Stokes, the acidic host of “The Edge” morning talk show in northwestern Montana, maintains that if a group that helps fund wildlife studies, restoration projects and school field trips can sell Montana plates for a profit, so should the Ku Klux Klan and the Militia of Montana. “If it’s good for one, it should be good for all,” he declares.
Stokes is also critical of state Sen. Bob DePratu (R–Whitefish) for successfully sponsoring a bill in the 2001 Legislature that allows nonprofit groups to use vanity license sales as a fundraising tool.
The Glacier Fund, created as a state-chartered group in 1999 by former Glacier Superintendent Dave Mihalic and former Republican Gov. Marc Racicot, was the first private entity in Montana to start selling the plates. About 2,000 have already been purchased this year. Each sale puts $20 in the Fund’s coffers. (To obtain a license application, visit www.glacierplate.org or call 888-7910).
Metzmaker emphasizes that under its charter, her organization cannot take positions or lobby. She also notes that the Fund is not connected with the National Parks Conservation Association, an advocacy group that pushes for more park funding and protections.
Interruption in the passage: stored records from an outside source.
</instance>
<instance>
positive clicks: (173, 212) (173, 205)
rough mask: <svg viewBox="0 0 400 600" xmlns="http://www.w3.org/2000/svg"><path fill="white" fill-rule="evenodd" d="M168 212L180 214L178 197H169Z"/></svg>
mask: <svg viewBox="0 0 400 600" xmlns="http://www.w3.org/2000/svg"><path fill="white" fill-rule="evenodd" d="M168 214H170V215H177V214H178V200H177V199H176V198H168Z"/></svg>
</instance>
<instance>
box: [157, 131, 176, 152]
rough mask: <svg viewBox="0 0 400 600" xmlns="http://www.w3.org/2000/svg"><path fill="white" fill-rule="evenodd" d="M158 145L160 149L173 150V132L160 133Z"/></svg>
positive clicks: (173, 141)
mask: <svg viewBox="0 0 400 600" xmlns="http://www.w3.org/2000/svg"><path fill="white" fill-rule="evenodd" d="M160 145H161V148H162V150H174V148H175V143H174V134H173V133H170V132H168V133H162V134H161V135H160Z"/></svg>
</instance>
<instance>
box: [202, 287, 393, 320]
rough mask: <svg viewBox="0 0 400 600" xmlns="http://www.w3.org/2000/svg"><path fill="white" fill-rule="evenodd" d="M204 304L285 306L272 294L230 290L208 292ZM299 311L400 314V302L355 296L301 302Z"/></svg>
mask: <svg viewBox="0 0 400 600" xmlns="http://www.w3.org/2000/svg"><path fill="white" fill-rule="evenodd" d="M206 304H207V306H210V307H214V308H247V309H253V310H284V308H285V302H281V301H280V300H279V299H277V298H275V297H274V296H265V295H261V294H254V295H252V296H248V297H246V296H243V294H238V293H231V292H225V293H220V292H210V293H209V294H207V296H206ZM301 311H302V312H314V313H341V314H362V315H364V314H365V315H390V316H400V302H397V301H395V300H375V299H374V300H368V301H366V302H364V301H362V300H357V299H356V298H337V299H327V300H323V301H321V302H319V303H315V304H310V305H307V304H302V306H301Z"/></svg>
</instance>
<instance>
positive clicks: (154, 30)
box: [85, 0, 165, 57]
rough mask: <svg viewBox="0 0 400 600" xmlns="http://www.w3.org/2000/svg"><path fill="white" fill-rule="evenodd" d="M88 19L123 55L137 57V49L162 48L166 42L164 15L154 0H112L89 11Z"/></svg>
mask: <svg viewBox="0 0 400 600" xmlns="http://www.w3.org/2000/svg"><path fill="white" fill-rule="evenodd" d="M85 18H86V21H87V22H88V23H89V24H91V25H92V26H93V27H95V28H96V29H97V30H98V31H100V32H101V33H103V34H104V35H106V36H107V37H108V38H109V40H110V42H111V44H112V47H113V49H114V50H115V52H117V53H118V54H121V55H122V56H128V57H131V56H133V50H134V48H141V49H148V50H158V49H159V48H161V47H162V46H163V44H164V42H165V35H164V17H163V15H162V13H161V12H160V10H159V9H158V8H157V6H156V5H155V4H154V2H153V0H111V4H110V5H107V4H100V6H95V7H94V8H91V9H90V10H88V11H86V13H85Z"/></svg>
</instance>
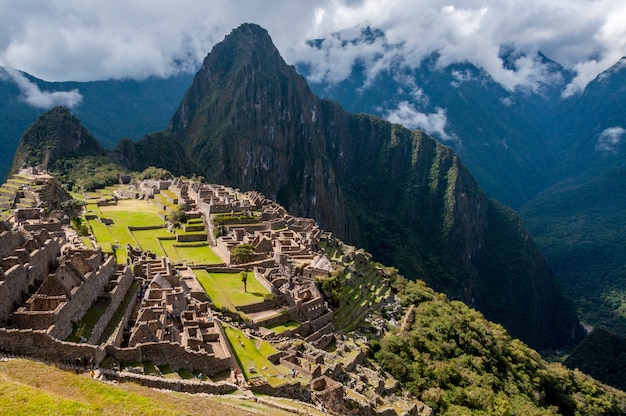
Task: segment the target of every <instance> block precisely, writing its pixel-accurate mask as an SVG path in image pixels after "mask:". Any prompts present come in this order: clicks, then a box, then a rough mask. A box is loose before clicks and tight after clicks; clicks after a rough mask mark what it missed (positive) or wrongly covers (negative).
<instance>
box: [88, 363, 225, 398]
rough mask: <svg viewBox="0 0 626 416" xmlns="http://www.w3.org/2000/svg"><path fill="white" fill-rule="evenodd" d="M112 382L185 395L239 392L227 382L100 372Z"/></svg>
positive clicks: (100, 370) (213, 393)
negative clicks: (182, 394) (196, 393)
mask: <svg viewBox="0 0 626 416" xmlns="http://www.w3.org/2000/svg"><path fill="white" fill-rule="evenodd" d="M100 371H101V372H102V374H103V375H104V376H105V377H106V378H107V379H110V380H117V381H131V382H133V383H137V384H141V385H142V386H146V387H151V388H154V389H165V390H172V391H180V392H185V393H206V394H229V393H232V392H234V391H236V390H237V386H235V385H234V384H231V383H227V382H219V383H211V382H203V381H195V380H172V379H167V378H163V377H155V376H146V375H143V374H135V373H130V372H127V371H120V372H118V371H113V370H105V369H102V370H100Z"/></svg>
Stokes admits that he confused the two groups.
“We’re not political,” Metzmaker says. “We don’t tell the park what to do.”
Nonetheless, Stokes says he thinks nonprofit groups shouldn’t benefit from government mandates such as vehicle licensing, especially if they use the money to hire “Greens” and pay for studies that could later feed advocacy efforts. Stokes is also steamed that The Glacier Fund works with public school students.
“My position is keep them all out,” Stokes says. “Don’t politicize the school system.”
Metzmaker says her governing board recently approved sponsorship of a Flathead High School field trip to study last summer’s Moose Fire, as well as a grant for a Glacier Park art exhibit at Kalispell’s Hockaday Museum. Other new projects include donating money for studies of bighorn sheep and bats and matching a United Parcel Service grant for a volunteer ranger corps program for senior citizens.
“Our intent is to help make Glacier a great place to visit,” Metzmaker says. “We’re a little baffled as to why someone would target us like that,” especially considering that park visitors provide the Flathead Valley—including its radio stations and advertisers—with millions of dollars in economic benefit.